誰が相続人になるのですか? (相続人の確定はどのように行うか?)

 相続人とは、被相続人(なくなった方)の遺産を受け取る人です。
 通常は、民法の規定にしたがって、誰が相続人であるか・相続分 がどれだけかが決まります(法定相続分 民法第900条参照)。
 ただし、被相続人が生前に遺言で、相続人・相続分をしていた場合には、原則として遺言にしたがうことになります。

 遺言がない場合、相続人は原則として法定相続分に従うことになります。

 この場合、誰が相続人になるかは法律の規定で明らかなので、 すぐ分かると思っていませんか?

 しかし、実は法定相続人が誰であるかは、戸籍や除籍などを丁寧に調査して慎重に確定する必要があるのです。なぜから、故人に認知した子があったり、幼い頃に養子に出た兄弟がいたりする場合があるからです。     

 ここで、手を抜いて、調査を省いたりいい加減な調査をすると、せっかくまとまった遺産分割協議をやり直すことなってしまったりして、後で痛い目に遭うこともありますので、くれぐれも注意が必要です。



相続財産の確定(遺産の把握とその評価)

 相続財産がどれだけあるかを把握することも必要なことです。
 相続人が複数いて遺産の分割をする場合、分けるものがどれだけあるかが、正確に分かっていないとそもそも分けようがありませんから。

 また、遺産の額によっては相続税も生ずるので、はたして自分の相続は相続税の課税対象になるものかどうかをまず、調査する必要もあります。

 不動産、預貯金、有価証券、動産などすべての財産を評価しなければなりません。
 ただし、位牌、遺骨などは相続財産とはなりません(民法第897条参照)。

 ところで、相続財産はプラスの財産だけではないことに注意する必要があります。

 連帯保証債務、ローンなどマイナスの財産も、相続財産として相続することになります。
 もしも、プラスの財産よりマイナスの財産が多く債務超過になるときは、借金などを引き継いでしまわないために、相続放棄の手続きをすることも出来ます。

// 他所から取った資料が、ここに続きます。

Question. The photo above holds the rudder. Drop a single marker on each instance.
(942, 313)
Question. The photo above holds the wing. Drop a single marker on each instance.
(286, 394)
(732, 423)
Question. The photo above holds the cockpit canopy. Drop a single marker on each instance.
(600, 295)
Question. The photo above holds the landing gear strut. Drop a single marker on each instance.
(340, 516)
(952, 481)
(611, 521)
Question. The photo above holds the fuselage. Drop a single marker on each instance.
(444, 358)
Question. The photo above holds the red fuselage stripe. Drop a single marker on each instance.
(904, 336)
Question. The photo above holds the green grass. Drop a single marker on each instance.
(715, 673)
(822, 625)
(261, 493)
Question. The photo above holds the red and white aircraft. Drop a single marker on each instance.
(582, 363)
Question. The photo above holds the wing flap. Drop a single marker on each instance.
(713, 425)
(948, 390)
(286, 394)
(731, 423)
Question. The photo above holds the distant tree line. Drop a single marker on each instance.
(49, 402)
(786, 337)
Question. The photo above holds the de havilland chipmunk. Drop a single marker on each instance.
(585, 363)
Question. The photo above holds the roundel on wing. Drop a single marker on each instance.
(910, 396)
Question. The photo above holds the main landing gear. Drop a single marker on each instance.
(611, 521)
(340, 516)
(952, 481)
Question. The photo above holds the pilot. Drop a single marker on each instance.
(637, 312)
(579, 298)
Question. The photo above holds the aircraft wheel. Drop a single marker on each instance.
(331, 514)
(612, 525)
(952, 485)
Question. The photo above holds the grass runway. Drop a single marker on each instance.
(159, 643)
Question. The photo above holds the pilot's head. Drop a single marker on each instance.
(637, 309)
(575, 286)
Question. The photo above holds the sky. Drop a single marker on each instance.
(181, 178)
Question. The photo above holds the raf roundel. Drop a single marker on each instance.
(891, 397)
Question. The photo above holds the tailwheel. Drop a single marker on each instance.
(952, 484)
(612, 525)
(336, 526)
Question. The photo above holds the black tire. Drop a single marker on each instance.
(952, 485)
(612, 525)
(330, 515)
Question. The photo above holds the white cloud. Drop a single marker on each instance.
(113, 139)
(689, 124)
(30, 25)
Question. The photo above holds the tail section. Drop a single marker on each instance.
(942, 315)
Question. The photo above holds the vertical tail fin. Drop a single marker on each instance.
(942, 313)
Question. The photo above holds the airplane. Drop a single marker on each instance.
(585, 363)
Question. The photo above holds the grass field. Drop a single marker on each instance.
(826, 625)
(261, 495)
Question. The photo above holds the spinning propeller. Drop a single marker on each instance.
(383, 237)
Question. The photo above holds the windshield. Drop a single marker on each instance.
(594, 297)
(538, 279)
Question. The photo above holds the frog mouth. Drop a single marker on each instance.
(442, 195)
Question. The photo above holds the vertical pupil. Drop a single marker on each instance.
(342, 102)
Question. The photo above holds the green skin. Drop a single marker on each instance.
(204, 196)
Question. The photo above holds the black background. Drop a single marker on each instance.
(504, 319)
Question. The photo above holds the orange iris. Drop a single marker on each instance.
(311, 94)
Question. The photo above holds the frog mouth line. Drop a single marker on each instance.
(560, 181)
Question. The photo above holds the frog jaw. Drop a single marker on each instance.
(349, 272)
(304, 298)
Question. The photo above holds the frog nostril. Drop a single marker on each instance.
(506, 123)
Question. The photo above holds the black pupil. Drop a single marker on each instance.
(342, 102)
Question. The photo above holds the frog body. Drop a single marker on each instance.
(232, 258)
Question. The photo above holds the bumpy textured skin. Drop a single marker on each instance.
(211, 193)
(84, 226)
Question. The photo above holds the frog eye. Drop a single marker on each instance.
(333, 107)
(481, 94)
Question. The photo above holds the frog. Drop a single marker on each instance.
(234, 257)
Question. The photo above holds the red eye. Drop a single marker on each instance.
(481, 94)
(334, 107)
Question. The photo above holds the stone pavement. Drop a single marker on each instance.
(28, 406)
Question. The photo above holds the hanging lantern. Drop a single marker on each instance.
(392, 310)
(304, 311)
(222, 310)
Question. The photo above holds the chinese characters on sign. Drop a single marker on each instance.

 この場合、放棄できる期間が3ヶ月と限られていますので、注意が必要です。



遺言が見つかった場合はどうしたらよいのですか?

 遺言書がある場合には遺言にしたがった処理が必要です。

(1)有効な遺言書が存在する場合
 有効な遺言書が見つかったら、家庭裁判所で検認手続きをしなければなりません(民法第1004条)。
 これを怠ると5万円以下の過料に処せられます(民法第1005条参照)。
 有効な遺言書が存在する場合、被相続人の意思を尊重して、遺産は原則として遺言書通りに分割されることになります。

 ただし、兄弟姉妹以外の相続人(配偶者、直系卑属、直系尊属)には、最低限遺留分というものが認められていることには注意が必要です。  

(2)遺言書が存在しない・無効の場合
 遺言書が存在しない場合あるいは遺言書が存在してもそれが無効である場合には、法定相続人間で遺産分割の話し合いをすることになります(遺産分割協議)。

 遺産分割協議をするには、相続財産を確定しその評価をきちんと行っておくことが不可欠です。
 また、特別受益や寄与分なども考慮に入れて検討しなければなりません。
 遺産分割協議は時間がたてばたつほど、難しくなりますので、できるだけ相続開始後すみやかに行うことをおすすめします。

 話し合いがまとまったら、その明確な証として遺産分割協議書を作成しておくべきです。
 また、遺産分割協議書は不動産の相続登記(名義変更)をする上でも必要なものです。